A Constituição Federal de 1988 contém um extenso catálogo de direitos fundamentais. Dentro desse catálogo estão os direitos sociais, enumerados basicamente no art. 6o da carta magna e posicionados no título II, que trata "Dos direitos e garantias fundamentais", podendo-se falar, em nosso direito positivo, em "direitos fundamentais sociais":

''Art. 6o São direitos sociais a educação, a saúde, a alimentação, o trabalho, a moradia, o lazer, a segurança, a previdência social, a pro-teção à maternidade e à infância, a assistência aos desamparados, na forma desta Constituição" (Brasil, 2011, p. 32).

Parte respeitável da doutrina -senão a maioria - entende que os direitos sociais previstos na Constituição são plenamente exigíveis em juízo, independentemente da existência de legislação infracons-titucional, cabendo ao Poder Judiciário um papel ativo na sua efetivação e garantia. Esse posicionamento é claramente defendido por Luís Roberto Barroso, dentre outros doutrinadores:

"De outras vezes, as normas constitucionais atributivas de direitos sociais:

(B) ensejam a exigibilidade de prestações positivas do Estado.

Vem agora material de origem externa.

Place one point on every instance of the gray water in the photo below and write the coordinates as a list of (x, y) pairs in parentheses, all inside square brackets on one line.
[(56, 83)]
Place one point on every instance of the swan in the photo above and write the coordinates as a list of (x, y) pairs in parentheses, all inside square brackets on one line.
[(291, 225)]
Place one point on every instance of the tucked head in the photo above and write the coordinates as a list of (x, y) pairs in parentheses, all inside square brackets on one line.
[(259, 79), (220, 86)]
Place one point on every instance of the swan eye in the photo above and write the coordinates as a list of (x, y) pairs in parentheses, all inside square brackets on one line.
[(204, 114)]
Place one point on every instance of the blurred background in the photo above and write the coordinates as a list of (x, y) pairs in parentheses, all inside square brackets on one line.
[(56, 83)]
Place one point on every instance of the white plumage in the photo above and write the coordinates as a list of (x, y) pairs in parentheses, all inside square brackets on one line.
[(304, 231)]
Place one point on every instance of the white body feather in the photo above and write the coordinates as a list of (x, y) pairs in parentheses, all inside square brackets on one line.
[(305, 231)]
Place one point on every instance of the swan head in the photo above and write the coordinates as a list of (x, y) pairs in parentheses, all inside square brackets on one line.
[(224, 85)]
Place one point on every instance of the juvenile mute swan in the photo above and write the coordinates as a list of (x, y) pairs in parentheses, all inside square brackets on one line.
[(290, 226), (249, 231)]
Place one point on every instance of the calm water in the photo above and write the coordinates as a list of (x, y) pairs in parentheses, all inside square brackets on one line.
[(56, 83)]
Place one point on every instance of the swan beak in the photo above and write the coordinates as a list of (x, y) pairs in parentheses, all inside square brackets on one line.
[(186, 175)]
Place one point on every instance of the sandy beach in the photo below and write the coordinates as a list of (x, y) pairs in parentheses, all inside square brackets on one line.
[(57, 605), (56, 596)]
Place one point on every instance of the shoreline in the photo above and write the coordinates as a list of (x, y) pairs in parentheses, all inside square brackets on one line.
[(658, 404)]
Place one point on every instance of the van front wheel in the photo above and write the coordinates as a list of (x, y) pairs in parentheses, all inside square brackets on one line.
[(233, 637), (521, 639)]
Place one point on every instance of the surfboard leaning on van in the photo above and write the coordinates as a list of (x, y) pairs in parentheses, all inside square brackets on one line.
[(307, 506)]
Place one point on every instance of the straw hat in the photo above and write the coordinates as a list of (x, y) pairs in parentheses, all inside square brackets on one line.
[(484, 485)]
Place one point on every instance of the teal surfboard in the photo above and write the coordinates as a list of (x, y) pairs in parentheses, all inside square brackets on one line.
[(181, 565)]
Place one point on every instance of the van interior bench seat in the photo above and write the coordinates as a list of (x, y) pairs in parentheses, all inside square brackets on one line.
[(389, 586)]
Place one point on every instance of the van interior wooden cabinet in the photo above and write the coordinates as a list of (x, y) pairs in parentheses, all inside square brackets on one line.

Aqui, ao contrário da hipótese anterior, o dever jurídico a ser cumprido consiste em uma atuação efetiva, na entrega de um bem ou na satisfação de um interesse. Na Constituição de 1988, são exemplos dessa espécie os direitos à proteção da saúde (art. 196), previdência social (arts. 6o e 201), aposentadoria da mulher após trinta anos de contribuição (art. 201, § T, I)" (Barroso, 2000, p. 109).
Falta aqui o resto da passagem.